A work with valid copyright must meet the following conditions:
( 1) It belongs to the scope of works protected by copyright law; it has originality; (2) It can be copied in some tangible form.
As long as any of the conditions are not met, the plaintiff's work will not be protected by copyright law. Thus, the defendant certainly did not infringe the rights. If the plaintiff's work meets both of the above conditions, the work is protected by copyright law.
2. Analysis of the allegedly infringing works and the defendant’s use
The following two criteria can be applied to the analysis of infringing works: one is "access", that is, the opportunity to come into contact with the previous work; the other is "substantial similarity", that is, the parts that should be protected by copyright are substantially similar. Among them, the latter is the focus of identification. When determining whether the plaintiff's and defendant's works are "substantially similar", the copyright-protected parts of the plaintiff's work should be compared with the corresponding parts of the defendant's work to determine whether the two are substantially similar.
In my country's judicial practice, the People's Court has also had successful cases in determining whether there is substantial similarity between the works of the plaintiff and the defendant. For example, in a book infringement dispute case, the People's Court of a certain city and district affirmed the originality of the defendant's work.nature, that is, denying the substantial similarity between the defendant’s work and the plaintiff’s work, thereby determining that the defendant has not infringed.

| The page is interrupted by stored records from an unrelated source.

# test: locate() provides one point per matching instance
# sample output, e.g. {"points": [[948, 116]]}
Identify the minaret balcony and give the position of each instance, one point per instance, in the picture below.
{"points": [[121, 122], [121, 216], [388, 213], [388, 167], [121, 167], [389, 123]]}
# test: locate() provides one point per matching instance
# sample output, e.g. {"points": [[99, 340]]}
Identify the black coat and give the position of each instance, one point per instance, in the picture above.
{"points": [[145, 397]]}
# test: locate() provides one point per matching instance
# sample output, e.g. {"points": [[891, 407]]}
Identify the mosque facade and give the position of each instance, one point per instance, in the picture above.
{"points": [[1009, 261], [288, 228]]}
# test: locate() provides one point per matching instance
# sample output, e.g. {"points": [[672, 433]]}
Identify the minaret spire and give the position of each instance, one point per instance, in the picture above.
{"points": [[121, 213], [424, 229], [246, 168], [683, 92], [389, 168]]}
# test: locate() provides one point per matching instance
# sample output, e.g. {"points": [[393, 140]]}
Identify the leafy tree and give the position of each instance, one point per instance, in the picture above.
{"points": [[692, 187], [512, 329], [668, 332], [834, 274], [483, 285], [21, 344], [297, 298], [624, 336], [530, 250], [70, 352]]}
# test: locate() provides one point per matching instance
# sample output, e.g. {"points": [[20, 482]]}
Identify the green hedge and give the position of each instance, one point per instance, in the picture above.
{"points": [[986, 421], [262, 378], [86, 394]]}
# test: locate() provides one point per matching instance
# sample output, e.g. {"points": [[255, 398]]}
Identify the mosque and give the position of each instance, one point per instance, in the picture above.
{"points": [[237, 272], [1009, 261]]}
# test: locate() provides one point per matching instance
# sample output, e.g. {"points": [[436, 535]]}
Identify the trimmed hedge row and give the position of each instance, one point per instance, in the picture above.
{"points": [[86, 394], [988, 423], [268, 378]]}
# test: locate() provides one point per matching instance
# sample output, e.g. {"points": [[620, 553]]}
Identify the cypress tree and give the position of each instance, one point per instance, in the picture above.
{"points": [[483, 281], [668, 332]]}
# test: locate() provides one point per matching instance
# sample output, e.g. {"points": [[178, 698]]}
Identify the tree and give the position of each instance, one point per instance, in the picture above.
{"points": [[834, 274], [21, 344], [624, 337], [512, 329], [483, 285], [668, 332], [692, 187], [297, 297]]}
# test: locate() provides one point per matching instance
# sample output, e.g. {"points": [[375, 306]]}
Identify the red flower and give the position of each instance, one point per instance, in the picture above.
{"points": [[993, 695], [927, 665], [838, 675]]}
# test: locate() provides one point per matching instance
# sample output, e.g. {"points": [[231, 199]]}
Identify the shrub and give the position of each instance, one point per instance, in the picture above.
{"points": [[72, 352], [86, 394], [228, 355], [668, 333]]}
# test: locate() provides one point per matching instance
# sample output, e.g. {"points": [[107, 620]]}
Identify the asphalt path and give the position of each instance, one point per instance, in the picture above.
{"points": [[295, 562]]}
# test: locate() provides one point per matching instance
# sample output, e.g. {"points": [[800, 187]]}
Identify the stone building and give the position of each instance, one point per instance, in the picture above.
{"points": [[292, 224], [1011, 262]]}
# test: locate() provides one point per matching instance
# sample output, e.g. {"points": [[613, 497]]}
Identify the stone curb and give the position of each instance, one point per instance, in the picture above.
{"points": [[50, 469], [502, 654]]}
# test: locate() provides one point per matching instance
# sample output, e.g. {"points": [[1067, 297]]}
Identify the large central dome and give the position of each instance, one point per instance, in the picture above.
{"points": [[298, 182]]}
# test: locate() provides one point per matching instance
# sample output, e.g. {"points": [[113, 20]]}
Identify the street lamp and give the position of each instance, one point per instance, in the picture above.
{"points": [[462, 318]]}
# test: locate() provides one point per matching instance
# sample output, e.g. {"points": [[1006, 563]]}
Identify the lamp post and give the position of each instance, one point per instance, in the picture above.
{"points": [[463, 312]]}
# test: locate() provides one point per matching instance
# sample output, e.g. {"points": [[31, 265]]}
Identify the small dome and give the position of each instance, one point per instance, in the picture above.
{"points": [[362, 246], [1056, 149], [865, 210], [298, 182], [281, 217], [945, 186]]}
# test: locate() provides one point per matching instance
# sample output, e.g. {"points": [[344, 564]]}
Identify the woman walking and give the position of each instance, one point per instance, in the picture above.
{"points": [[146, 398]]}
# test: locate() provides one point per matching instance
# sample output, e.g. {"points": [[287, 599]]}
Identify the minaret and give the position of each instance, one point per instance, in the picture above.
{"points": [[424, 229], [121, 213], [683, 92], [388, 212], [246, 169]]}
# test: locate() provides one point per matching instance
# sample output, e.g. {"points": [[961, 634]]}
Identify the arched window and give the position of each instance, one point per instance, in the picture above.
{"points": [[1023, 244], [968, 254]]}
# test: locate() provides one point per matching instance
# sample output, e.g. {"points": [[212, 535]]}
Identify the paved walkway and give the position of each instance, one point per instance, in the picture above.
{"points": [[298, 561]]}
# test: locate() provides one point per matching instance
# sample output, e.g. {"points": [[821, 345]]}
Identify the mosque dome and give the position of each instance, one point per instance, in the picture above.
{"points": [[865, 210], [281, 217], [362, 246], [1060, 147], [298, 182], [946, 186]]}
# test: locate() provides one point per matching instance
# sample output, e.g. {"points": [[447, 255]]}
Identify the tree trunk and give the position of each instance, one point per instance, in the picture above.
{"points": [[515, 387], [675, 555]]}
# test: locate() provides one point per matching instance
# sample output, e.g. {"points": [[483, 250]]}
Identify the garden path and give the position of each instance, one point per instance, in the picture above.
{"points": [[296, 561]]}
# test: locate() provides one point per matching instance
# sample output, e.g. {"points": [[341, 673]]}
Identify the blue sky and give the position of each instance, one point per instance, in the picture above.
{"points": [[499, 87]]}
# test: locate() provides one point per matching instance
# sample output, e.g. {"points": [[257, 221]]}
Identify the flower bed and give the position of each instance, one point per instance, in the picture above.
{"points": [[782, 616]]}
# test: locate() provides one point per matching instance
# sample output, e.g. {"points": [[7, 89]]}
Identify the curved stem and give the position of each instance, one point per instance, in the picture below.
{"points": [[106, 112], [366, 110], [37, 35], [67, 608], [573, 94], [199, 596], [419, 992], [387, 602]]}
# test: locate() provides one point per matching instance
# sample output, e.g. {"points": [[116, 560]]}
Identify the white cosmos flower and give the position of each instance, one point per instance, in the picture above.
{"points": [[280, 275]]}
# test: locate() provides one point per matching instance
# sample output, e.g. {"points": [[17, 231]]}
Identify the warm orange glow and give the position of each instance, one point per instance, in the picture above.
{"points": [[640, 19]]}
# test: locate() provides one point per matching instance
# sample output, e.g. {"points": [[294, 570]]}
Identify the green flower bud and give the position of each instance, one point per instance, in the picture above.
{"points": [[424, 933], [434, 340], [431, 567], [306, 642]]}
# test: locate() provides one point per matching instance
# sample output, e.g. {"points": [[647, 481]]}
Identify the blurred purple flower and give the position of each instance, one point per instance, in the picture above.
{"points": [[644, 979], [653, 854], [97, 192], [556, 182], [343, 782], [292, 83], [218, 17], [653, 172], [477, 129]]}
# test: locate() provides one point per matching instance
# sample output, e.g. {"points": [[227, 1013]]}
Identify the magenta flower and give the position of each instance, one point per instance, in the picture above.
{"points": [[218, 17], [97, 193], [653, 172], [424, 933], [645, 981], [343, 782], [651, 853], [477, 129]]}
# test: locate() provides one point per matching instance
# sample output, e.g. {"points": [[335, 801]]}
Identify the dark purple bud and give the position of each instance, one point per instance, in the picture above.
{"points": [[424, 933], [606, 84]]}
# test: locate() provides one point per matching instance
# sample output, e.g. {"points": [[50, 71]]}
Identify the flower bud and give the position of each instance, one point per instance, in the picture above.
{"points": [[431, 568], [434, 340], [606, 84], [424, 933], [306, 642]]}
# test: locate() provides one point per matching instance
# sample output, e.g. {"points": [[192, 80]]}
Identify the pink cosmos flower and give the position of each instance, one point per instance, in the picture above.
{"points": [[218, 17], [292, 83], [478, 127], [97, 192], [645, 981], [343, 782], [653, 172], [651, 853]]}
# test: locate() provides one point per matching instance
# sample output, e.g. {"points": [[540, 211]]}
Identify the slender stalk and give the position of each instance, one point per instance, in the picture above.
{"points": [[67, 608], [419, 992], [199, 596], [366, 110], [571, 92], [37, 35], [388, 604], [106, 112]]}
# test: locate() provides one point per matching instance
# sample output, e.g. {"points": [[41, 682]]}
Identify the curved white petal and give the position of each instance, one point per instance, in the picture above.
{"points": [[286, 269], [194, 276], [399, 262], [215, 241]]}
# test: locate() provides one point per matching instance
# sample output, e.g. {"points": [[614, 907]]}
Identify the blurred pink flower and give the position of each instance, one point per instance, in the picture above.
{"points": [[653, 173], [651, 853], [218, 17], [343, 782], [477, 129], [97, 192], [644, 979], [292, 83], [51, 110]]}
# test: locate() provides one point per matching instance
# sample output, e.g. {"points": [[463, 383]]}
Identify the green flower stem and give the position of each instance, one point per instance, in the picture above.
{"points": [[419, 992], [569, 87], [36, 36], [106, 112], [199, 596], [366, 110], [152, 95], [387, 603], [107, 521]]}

If the defendant's behavior is the use of works, then the defendant's use method needs to be analyzed. Relevant intellectual property laws provide different meanings to "mode of use". For example, in the patent law, it refers to "implementation", that is, applying a patent to the industry, manufacturing the same product according to the instructions or using the same method; on the contrary, in the copyright law, it refers to "copying", that is, printing Make one or more copies of the work by making copies, etc. When a certain object (such as a work of applied art or a design) is protected from different angles by patent law and copyright law, special attention should be paid to distinguishing between two different ways of use: "implementation" and "copying". constitute different types of infringement.
For "copying", the most common way of using works, according to the provisions of Article 52, Paragraph 2, of my country's Copyright Law, in accordance with the project Design, product design drawings and their descriptions for construction and production of industrial products do not constitute "copying" within the meaning of copyright law.
Based on the above, the editor has compiled relevant content on how to identify the subject of copyright infringement. It can be seen that in our country, copyright is copyright. If there is no copyright, there is no creativity. If the two-dimensional work is reproduced in a three-dimensional form, it does not constitute infringement of the two-dimensional work. If you have more questions in this regard, Legal Savior Network provides professional legal consulting services.